Etiquette; How Lettuce Changed It

California Iceberg Lettuce            

Lettuce Changed Table Etiquette in 1926

California is writing a new paragraph in the American book of etiquette, according to J. T. Saunders, freight traffic manager for the Southern Pacific company, who says that lettuce knives must soon be added to the list of table cutlery required by the perfect hostess.
      
Special lettuce serving forks, most often with lettuce serving spoons, were a Gilded Age neccesity. In fact, gilded tines were needed to help prevent corrosion to the silver, caused by citric acids, vinegar, etc... and other salad dressing ingredients.
“For ages past,” Saunders explained, “authorities on etiquette have insisted that lettuce at table must be cut, speared and conveyed to the mouth entirely with the salad fork. Just try this on a sector of crisp and tender giant California head lettuce, and you will quickly discover that it is not so simple as it sounds." Hence the need for a lettuce knife. 
                                  
Lettuce knives, or as they are now known – "salad knives" – and their corresponding salad forks, are slightly shorter than dinner, or place knives and forks.

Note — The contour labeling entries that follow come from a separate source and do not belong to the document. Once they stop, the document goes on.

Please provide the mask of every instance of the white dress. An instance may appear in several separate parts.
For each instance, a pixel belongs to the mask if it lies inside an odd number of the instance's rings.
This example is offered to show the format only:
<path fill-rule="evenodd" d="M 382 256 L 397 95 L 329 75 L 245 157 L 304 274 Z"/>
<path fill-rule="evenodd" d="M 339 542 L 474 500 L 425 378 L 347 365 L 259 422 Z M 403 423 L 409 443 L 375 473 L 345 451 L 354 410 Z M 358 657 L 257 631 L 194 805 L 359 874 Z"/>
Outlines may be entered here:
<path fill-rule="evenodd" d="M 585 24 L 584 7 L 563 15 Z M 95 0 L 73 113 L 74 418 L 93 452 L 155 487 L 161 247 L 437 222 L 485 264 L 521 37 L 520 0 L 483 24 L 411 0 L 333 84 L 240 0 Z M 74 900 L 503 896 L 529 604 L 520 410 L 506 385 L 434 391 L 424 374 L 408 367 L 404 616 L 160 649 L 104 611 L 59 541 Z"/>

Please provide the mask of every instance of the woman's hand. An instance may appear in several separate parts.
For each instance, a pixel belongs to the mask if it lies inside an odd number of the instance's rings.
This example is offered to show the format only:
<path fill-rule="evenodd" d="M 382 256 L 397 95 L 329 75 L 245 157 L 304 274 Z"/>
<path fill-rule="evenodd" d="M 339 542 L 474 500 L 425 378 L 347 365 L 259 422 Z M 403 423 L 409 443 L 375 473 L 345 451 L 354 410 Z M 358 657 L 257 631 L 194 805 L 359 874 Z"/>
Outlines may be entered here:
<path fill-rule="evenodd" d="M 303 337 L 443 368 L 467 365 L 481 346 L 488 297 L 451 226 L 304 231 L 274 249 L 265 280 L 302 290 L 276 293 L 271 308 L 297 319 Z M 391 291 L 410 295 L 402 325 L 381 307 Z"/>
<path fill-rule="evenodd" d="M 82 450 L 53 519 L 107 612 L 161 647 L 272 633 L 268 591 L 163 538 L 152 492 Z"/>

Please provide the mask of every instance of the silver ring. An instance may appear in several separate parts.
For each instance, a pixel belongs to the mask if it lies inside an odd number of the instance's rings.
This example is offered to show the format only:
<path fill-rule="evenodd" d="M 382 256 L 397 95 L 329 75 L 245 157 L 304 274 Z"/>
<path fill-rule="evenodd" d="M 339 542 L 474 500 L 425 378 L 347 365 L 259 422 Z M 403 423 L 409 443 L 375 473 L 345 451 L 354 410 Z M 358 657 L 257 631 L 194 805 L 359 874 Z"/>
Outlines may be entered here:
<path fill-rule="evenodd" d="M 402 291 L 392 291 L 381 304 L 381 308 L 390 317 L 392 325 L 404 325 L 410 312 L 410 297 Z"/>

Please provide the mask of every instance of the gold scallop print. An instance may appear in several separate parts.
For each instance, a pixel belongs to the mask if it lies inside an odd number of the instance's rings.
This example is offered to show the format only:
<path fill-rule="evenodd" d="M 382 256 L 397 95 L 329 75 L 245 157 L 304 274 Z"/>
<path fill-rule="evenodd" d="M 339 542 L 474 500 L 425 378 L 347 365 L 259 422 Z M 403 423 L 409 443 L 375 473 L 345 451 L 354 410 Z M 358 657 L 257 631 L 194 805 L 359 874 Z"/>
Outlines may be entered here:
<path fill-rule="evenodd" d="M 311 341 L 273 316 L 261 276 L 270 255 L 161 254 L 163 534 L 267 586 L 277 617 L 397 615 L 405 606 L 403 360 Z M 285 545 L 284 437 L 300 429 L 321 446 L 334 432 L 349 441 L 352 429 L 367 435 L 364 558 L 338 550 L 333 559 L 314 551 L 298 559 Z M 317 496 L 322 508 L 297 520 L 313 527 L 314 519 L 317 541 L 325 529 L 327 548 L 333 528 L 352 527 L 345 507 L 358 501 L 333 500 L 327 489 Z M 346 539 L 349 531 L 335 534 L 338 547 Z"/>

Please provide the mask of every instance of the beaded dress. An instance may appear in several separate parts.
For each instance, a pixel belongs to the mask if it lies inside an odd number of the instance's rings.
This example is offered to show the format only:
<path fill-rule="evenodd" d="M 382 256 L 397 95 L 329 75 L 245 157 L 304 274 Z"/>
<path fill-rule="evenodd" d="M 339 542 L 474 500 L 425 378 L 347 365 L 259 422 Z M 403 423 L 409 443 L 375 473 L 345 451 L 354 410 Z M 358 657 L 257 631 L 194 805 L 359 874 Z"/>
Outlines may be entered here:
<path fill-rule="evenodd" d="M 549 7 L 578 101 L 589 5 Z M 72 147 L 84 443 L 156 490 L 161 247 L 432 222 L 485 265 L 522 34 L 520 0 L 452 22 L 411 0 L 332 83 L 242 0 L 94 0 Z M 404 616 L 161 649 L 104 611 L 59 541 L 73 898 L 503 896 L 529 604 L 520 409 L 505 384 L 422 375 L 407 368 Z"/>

“From 9,744 carloads in 1922, shipments of California lettuce to eastern markets this year will reach the amazing total of 27,000 carloads, a gain of almost 200 per cent in four years. In 1920 shippers on our coast division shipped only 62 carloads of the salad delicacy.
Salads were not popular in the U.S., until the mid 1800s. Their popularity, when they did become fashionable, was due to the fact that they were seen as very French. They were also a delicacy, as they needed refrigeration to keep fresh longer. Those who could afford large ice cellars, could also afford salad greens.
This year, from the same territory, approximately 12,800 carloads will be shipped. “Equally startling has been the growth of Imperial Valley lettuce shipments. From 1,079 carloads in the 1918-19 season, the Valley will, during the coming season, send eastward more than 16,700 carloads of lettuce." The famous California “Iceberg” head lettuce, developed and perfected by Imperial Valley growers, has created thousands of new lettuce lovers throughout the land. “There is no finer lettuce grown anywhere than in California and to this bears witness the fact that all the nation now eats lettuce. Fifteen years ago lettuce was regarded as a luxury, while today it is as commonplace in the American home as oatmeal and coffee.”